Ce château du XVIIIe siècle est en partie l'œuvre de l'architecte Edme Verniquet. Au XIXe siècle, il fut ornementé de décors de Clodion (décors aquatiques). Il est agrémenté d'un petit théâtre privé dit à l'italienne, décoré par Cicéri et prisé tant par Offenbach que par Sarah Bernhardt. Sa bibliothèque circulaire d'inspiration néo-gothique est remarquable.

  • La construction comprend un corps principal de plan rectangulaire allongé flanqué aux deux angles de la façade Nord de grosses tours circulaires et, aux deux extrémités de la façade Sud, de courtes ailes en retour d'équerre.
  • Côté parc, précédé par un degré de six marches, l'avant-corps central de trois travées comporte un étage-attique qui équilibre celui des deux tours coiffées de bulbes surmontés de lanternons.
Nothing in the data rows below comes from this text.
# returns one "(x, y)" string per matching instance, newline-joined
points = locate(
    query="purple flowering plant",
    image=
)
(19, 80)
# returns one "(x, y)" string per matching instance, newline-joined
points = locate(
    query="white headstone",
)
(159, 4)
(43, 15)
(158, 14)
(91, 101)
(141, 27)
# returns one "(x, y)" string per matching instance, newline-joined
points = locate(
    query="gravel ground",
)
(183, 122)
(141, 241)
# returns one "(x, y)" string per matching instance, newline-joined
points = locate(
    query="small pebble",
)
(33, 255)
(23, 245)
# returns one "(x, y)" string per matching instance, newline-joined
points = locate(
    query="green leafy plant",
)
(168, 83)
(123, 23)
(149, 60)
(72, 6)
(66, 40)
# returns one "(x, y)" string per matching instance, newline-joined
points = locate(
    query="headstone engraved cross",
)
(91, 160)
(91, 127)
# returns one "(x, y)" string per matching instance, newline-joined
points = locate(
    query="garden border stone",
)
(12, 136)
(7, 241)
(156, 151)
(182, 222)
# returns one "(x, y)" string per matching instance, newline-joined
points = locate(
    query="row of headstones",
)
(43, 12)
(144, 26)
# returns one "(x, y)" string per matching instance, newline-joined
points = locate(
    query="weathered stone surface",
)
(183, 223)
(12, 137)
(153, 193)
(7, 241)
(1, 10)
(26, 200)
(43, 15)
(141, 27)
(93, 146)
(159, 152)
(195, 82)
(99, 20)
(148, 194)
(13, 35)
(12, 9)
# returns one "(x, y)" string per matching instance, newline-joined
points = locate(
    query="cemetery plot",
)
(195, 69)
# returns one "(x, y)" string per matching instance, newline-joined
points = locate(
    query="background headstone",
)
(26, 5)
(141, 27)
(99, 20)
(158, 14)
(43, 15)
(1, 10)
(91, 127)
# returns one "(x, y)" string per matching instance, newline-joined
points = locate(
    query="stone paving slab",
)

Cet avant-corps comporte, au rez-de-chaussée, six colonnes à chapiteaux ioniques, à l'étage, six colonnes à chapiteaux composites et à l'étage-attique, des pilastres à chapiteaux corinthiens altérés, le tout étant couronné de trophées. Les balcons sont constitués d'un entablement composite légèrement incurvé au centre et d'appuis-corps en fer forgé.
  • Côté Sud, la façade est animée par un avant-corps central à peine saillant couronné d'un fronton triangulaire très bas dont le tympan est sculpté d'armoiries.
  • Le grand vestibule d'entrée, dallé de marbre noir et blanc, est décoré de bas-reliefs représentant des divinités aquatiques et de bancs de pierre reposant sur des pattes de lion. Les salons ont des boiseries de style Louis XIV. Dans l'un des tours, une bibliothèque de style troubadour, avec des boiseries en loupe d'orme et une cheminée en marbre, a été aménagée vers 1825. Le théâtre possède un plafond circulaire dont le décor fait alterner candélabres, guirlandes de fleurs, instruments de musique, angelots et monstres ailés portant des armoiries, dont le balcon blanc et or est également pourvu.
  • Une large allée, entre deux parterres de gazon ponctués de buis taillés, sépare la façade Sud de la grille d'entrée. Un vaste parc à l'anglaise de 35 hectares, un jardin à la française et une serre datant du XIXe siècle ainsi qu'un étang de 5 hectares complètent l'ensemble.

Le château (MH) est une propriété privée. Il est ouvert au public.

Historique [modifier]

Le château fut successivement la demeure des familles de Digoine, de Damas, de Reclesne, de La Coste Messelière et Moreton de Chabrillan.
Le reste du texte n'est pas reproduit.